There is the other one, which is actually quite fascinating is the business opportunities that universities may have because of this inclusion. Because practically, for those of you who are thinking about launching executive programs to executives in other parts of the world where English may not be the first language, these type of examples can be quite interesting to gather to executives in China, Indonesia, or some other parts of the world that are not English-speaking at first. And so it may be easier to capture their interest and potentially sell to them. 

These are just some easy examples by starting to see-- and again, it's not fundamentally different, but it's the ease of use at the level of the technology that starts to be fundamentally different, that can be actually applied. 

MATTHEW RASCOFF: I'm excited about the abundance that's coming in learning. And like we live in a world of scarcity that is largely artificial. It's a product of the physical learning environment that we've had. Online learning has been limited, to me, by the technical capabilities, by the affordances that, like Coursera, was built around the ended up with this broadcast model because that was what was possible with technology 10 years ago. 

But if you were going to build Coursera today, of course, it would have AI facilitation, of course, it would feel cohort based, of course, it would feel much more cohesive, closer to what we were able to do in the relatively small environments of physical campuses. That's coming for online learning. And I think there's going to be a new democratization of learning that will breathe new life into online learning and do it with a quality and a rigor that feels closer to what's familiar to the faculty when they're running a seminar, when they're facilitating. 

And that's going to I think, unleash another wave of open education, kind of public good creation. I was at a meeting last week, Hewlett Foundation funded, at New America in Washington, DC. These are the people behind the open education movement. And there's a big questioning, like, what's going to happen to open educational resources when AIs can do all this stuff. 

And I think the consensus coming out of that meeting was this is like a very exciting revitalization of open education. It's not a threat to it, as some have said, like, I think this is going to reimagine it. And we're going to create-- all these new public goods that spill over from these technologies that we may create on campus could be widely beneficial for a world that desperately needs opportunities to learn, that we need to include in our learning audiences as well. So that's my hope. 

JAMES GENONE: And I'll just add that I-- 

SUZANNE DOVE: Great point. I'll give you one minute, James. 

JAMES GENONE: Yeah, I'll go really fast. I love Matthew's framing of abundance. And I think so much of traditional learning has been driven by textbooks, by standardized curricula and so on. And the ability for the individual learner to engage in things that are of interest to them while also learning the skills that they need, and then to do so, in these social ways that we've talked about, is a real opportunity. 

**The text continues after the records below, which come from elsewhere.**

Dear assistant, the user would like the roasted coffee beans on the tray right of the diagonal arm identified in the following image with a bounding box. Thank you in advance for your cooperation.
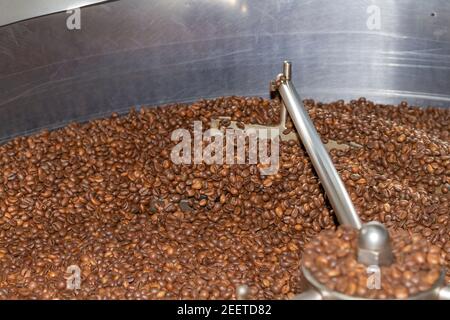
[309,98,450,282]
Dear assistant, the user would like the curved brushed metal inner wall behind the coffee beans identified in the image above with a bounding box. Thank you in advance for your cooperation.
[0,0,450,139]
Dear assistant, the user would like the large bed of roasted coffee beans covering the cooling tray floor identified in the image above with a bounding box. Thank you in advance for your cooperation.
[0,97,450,299]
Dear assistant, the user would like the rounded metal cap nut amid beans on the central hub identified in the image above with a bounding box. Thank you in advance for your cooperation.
[358,221,394,266]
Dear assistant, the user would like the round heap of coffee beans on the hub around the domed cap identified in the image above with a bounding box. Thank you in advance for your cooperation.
[303,227,445,299]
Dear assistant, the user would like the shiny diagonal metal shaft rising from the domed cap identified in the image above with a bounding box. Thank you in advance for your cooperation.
[278,62,362,229]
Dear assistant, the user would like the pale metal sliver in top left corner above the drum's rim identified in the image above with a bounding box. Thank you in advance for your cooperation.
[0,0,108,26]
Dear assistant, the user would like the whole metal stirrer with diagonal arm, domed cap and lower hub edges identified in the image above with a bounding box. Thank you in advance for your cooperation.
[271,61,450,300]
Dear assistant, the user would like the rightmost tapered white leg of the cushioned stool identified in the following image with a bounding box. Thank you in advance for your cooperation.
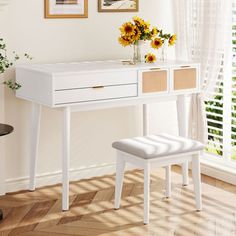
[192,155,202,211]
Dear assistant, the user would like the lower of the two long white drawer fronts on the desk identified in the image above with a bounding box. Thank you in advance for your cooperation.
[54,84,138,105]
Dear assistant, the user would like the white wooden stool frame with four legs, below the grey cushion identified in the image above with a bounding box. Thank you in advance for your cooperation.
[115,150,202,224]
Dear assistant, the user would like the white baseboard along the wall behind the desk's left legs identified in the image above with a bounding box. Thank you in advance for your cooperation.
[6,163,115,193]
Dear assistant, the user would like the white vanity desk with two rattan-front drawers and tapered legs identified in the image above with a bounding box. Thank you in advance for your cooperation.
[16,61,200,210]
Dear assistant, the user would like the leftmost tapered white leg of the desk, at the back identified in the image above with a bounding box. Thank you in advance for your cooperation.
[29,103,41,191]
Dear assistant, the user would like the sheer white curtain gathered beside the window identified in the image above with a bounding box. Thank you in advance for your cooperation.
[174,0,232,142]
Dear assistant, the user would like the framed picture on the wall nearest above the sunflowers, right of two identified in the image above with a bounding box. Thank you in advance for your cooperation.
[98,0,139,12]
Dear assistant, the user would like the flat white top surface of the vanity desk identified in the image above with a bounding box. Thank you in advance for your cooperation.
[16,60,197,74]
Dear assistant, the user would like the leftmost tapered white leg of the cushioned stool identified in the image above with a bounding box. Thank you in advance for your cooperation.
[115,151,125,209]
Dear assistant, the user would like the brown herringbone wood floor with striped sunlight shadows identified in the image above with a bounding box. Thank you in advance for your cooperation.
[0,167,236,236]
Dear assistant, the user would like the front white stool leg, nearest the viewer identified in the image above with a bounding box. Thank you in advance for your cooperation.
[143,163,150,224]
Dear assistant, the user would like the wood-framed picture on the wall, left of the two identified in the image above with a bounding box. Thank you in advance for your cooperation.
[45,0,88,18]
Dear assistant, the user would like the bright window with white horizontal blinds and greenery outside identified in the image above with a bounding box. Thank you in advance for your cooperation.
[205,1,236,166]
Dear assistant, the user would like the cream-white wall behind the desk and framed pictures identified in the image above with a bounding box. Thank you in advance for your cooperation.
[0,0,177,191]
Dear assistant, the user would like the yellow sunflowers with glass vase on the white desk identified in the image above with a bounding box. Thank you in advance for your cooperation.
[118,16,177,63]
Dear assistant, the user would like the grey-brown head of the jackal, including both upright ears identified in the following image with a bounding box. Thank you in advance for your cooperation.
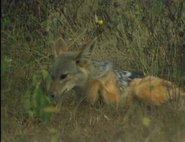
[49,38,96,98]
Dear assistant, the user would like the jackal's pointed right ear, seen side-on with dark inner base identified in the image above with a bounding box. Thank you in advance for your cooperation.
[76,37,97,65]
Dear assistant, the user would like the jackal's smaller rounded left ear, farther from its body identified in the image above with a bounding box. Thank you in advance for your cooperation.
[53,38,67,58]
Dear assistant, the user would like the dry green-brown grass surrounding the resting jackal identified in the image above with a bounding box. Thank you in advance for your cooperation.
[1,0,185,142]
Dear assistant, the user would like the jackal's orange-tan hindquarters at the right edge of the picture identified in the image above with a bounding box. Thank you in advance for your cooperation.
[128,76,185,106]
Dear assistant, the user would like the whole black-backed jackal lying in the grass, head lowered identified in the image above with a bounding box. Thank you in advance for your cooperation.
[49,38,185,106]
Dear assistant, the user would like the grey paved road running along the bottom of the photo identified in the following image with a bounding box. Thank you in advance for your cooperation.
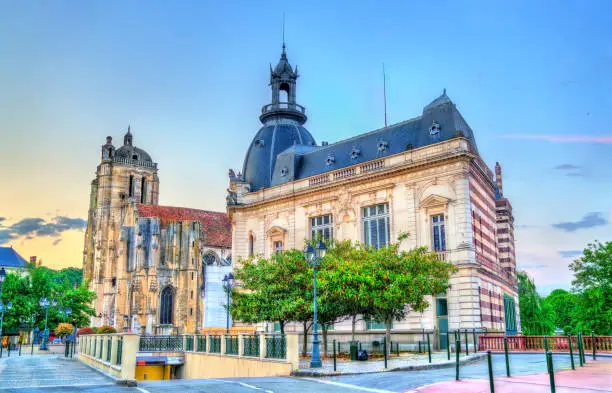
[0,354,611,393]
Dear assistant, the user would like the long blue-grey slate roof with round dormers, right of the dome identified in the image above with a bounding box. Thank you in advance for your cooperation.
[266,91,477,186]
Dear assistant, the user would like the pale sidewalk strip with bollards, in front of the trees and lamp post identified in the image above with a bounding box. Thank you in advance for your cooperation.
[293,352,486,377]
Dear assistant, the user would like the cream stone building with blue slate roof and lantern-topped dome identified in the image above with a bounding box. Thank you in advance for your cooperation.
[227,45,520,344]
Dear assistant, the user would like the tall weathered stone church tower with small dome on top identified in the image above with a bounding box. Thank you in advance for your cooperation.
[83,127,159,325]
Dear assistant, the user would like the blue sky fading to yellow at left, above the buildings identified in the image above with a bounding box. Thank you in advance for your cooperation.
[0,0,612,292]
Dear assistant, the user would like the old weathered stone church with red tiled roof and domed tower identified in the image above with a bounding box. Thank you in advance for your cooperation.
[83,127,232,334]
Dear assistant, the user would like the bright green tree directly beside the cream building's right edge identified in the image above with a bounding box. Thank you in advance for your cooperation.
[517,271,555,335]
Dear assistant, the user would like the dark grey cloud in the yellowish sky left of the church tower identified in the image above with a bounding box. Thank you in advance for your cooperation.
[0,216,87,245]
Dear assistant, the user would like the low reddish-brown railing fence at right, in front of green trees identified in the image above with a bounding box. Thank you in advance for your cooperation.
[478,335,612,352]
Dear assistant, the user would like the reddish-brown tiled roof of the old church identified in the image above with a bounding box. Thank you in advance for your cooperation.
[136,204,232,248]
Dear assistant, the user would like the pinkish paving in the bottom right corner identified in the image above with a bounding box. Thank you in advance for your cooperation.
[406,359,612,393]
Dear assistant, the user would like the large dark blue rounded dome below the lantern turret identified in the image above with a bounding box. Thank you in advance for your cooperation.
[242,119,316,191]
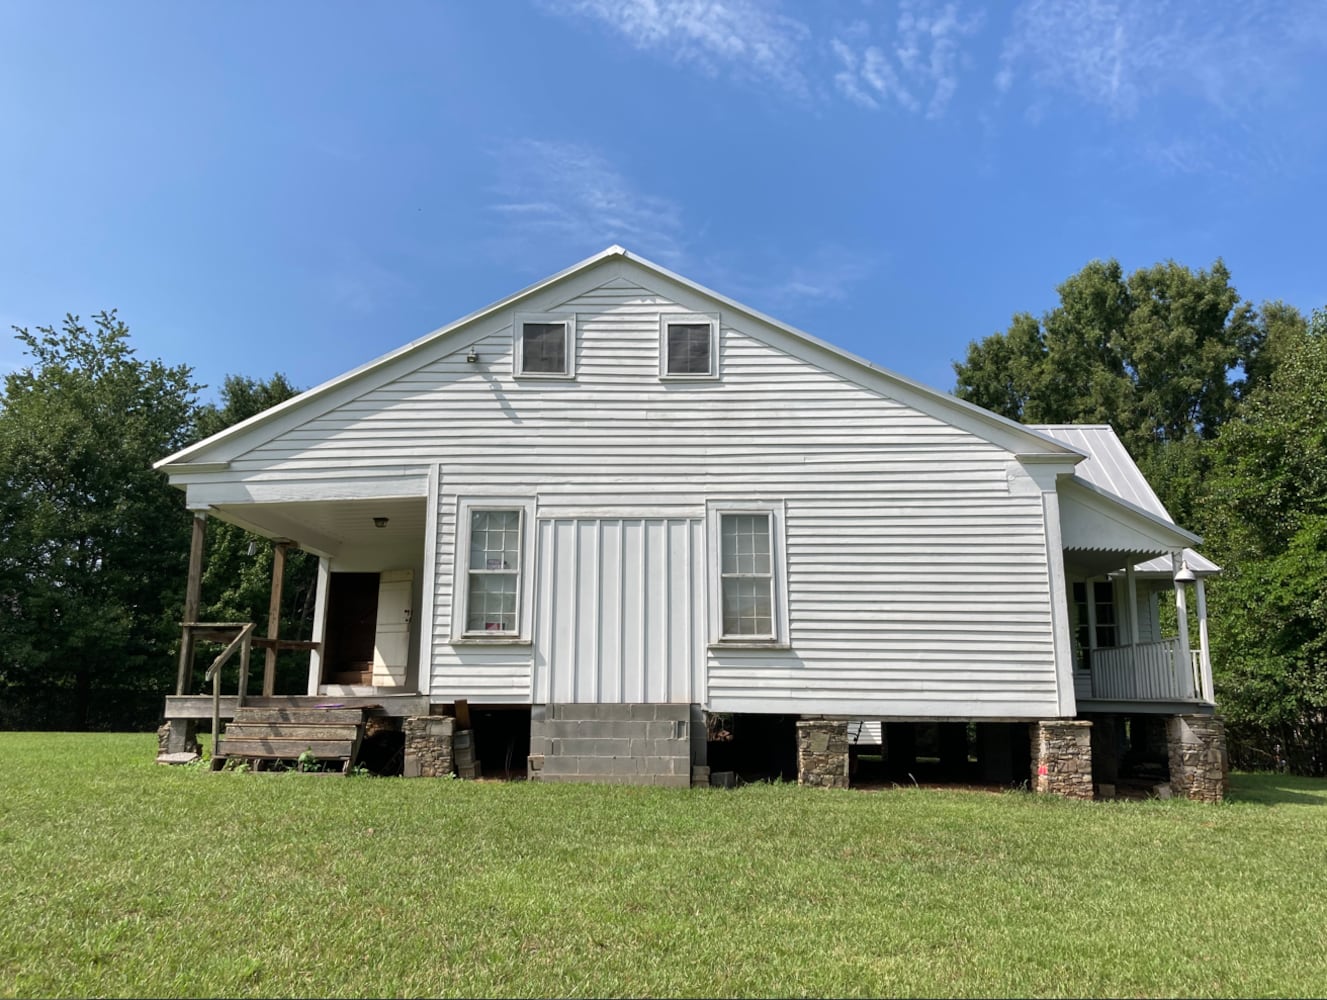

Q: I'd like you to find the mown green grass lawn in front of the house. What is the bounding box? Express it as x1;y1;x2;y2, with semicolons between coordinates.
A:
0;733;1327;996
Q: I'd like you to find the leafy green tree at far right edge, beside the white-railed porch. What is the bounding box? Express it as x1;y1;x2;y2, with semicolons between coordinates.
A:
1205;309;1327;775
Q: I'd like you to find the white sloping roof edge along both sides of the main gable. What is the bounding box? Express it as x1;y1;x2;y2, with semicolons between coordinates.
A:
154;245;1083;472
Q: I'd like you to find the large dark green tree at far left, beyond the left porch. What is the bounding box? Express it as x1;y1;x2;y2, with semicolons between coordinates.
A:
0;310;198;728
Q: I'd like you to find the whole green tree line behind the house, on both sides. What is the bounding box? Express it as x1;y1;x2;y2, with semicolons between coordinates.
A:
0;269;1327;775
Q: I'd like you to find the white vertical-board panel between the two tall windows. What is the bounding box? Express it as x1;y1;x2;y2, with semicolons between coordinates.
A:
535;519;705;704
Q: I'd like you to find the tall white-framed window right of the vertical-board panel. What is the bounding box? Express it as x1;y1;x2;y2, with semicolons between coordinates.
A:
710;501;788;645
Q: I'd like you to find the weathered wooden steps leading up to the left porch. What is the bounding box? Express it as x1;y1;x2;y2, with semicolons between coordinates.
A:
212;706;372;773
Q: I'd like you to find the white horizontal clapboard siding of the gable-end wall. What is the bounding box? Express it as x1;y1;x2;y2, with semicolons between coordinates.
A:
209;279;1056;718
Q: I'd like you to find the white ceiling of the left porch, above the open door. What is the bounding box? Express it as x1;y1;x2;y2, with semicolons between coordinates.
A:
210;496;427;556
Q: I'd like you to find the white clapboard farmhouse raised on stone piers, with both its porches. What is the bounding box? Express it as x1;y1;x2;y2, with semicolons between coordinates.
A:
158;247;1225;798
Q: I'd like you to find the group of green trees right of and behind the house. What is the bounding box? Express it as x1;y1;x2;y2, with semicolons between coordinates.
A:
954;260;1327;775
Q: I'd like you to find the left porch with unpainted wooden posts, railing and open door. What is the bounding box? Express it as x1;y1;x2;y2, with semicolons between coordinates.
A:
161;496;429;756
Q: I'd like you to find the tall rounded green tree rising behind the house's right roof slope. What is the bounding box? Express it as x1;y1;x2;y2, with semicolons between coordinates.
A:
954;260;1273;458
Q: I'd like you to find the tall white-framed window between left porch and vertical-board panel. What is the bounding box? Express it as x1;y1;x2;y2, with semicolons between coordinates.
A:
454;500;529;639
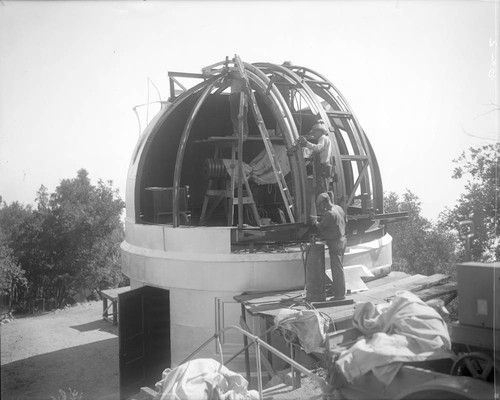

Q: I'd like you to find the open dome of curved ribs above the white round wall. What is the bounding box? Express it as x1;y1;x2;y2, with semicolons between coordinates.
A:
133;56;397;250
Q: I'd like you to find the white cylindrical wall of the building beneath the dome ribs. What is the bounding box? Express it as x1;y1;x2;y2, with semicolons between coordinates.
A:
121;221;392;364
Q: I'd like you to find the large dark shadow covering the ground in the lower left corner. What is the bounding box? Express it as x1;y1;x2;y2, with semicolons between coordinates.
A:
1;338;119;400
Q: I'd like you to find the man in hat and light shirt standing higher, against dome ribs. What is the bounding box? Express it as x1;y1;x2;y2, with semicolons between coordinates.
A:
298;123;332;193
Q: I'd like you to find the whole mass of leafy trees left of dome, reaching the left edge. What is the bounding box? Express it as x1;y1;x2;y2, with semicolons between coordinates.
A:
0;169;124;307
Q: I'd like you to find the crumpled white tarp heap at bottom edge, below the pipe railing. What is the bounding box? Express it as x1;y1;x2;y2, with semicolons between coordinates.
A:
155;358;259;400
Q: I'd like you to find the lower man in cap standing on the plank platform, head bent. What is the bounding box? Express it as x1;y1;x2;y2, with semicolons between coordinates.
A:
313;193;347;300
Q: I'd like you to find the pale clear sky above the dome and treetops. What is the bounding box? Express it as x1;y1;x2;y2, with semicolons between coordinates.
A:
0;0;500;219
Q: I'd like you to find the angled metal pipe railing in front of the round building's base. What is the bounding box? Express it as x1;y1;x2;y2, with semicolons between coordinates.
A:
179;326;326;400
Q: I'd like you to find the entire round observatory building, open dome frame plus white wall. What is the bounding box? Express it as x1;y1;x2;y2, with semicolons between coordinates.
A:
121;56;399;364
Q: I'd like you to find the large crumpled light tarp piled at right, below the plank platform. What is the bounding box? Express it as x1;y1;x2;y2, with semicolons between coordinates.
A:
336;291;454;384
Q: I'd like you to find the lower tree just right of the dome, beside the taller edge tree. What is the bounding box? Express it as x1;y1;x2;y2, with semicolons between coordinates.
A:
384;190;457;275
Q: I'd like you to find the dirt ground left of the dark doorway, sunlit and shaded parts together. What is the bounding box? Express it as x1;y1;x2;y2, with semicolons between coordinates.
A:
0;301;119;400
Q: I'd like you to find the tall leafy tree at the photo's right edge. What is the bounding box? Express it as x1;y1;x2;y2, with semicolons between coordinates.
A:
440;143;500;261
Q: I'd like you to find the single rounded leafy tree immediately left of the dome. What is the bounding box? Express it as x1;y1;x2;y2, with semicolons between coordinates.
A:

These things are actually really hard to do manually with a single teacher trying to connect with all their students, all their student interests and so on. If they can have an opportunity to use this technology to accomplish that, it really will make learning abundant, I think. 

SUZANNE DOVE: Great point. And I feel like this is a really good theme for us to be wrapping up on. Thank you each of you so much for your time this afternoon. And thanks to our amazing audience. And thank you, again, to the great support team. Priscilla, I know you were going to share a slide. 

We do have another webinar coming up next month, so please check out the HAIL webinar and contact any member of the leadership steering committee that's listed here on the screen. We hope to see you in April. And, again, to our panelists, Alessandro, James, and Matthew, thank you very, very much for this conversation. It's been such a pleasure.